Вырванный холодом из прошедшего, которое вновь просматривал с тоскливым вниманием, надеясь открыть в нем что-то такое, что непременно остановит его, Николай Васильевич сильно затопал ногами и прислушался к дому.

Странная, глубокая, ничем не нарушимая тишина отозвалась ему со всех этажей.

Он подивился, куда запропастился Семен, и было хотел, подойдя к двери, прикрикнуть, но тут же с печальной улыбкой напомнил себе, что Семен еще слишком ребенок и где-нибудь заболтался, позабывши о нем, однако же, честный и добрый, вскоре вспомнит все и вернется, так что нехорошо и лишено всякого смысла кричать.

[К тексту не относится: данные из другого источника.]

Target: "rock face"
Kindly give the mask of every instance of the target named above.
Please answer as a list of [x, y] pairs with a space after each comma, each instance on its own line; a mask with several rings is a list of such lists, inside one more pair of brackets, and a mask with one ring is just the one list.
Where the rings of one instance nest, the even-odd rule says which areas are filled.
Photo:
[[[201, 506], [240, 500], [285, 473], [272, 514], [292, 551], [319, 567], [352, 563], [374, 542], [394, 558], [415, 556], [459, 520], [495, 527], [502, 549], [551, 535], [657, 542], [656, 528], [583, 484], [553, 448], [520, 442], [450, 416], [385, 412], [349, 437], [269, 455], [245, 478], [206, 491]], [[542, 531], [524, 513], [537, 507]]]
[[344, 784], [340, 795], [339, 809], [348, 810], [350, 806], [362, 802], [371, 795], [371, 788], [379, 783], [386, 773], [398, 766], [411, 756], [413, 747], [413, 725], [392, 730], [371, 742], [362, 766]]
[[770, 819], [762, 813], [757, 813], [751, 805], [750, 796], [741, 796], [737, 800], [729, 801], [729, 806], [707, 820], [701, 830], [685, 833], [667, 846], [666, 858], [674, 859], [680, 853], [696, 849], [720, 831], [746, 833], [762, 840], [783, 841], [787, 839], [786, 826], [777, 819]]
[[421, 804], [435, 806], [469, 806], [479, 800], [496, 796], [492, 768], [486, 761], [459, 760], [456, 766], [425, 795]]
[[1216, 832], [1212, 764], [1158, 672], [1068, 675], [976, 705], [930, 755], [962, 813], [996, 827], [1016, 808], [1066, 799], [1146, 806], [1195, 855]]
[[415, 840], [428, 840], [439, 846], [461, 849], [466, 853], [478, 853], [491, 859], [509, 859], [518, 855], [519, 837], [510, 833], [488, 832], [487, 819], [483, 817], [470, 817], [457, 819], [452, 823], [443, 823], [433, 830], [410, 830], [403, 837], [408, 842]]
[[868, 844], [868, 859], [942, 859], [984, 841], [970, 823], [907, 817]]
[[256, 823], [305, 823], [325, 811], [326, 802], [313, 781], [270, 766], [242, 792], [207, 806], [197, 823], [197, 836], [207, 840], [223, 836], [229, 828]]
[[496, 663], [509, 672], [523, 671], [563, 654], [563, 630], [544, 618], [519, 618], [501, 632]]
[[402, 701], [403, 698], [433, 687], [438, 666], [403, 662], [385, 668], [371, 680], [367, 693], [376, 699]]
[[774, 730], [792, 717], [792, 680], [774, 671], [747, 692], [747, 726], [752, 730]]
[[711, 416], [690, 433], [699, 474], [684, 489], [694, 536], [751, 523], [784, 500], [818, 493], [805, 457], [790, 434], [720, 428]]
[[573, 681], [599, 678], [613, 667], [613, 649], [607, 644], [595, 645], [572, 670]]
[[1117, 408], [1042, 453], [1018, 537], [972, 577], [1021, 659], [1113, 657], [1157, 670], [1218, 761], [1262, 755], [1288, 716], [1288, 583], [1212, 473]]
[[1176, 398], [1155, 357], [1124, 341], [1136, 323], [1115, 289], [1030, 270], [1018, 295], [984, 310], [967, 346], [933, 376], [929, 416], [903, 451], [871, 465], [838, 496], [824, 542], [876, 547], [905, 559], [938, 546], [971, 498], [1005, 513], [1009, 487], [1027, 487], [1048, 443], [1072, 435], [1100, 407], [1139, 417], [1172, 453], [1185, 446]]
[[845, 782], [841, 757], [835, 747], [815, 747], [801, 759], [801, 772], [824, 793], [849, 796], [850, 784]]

Он перестал слушать, не заскрипят ли ступени, не застучат ли детские ноги, обутые во взрослые сапоги, не прошелестят ли шаги босиком, если Семен, по своей деревенской привычке, по пути не скинет сапог, или не прогремят ли поленья, которые детские руки нередко швыряют в печку, словно бы камни, и прошедшее своей настоявшейся горечью вновь поглотило его.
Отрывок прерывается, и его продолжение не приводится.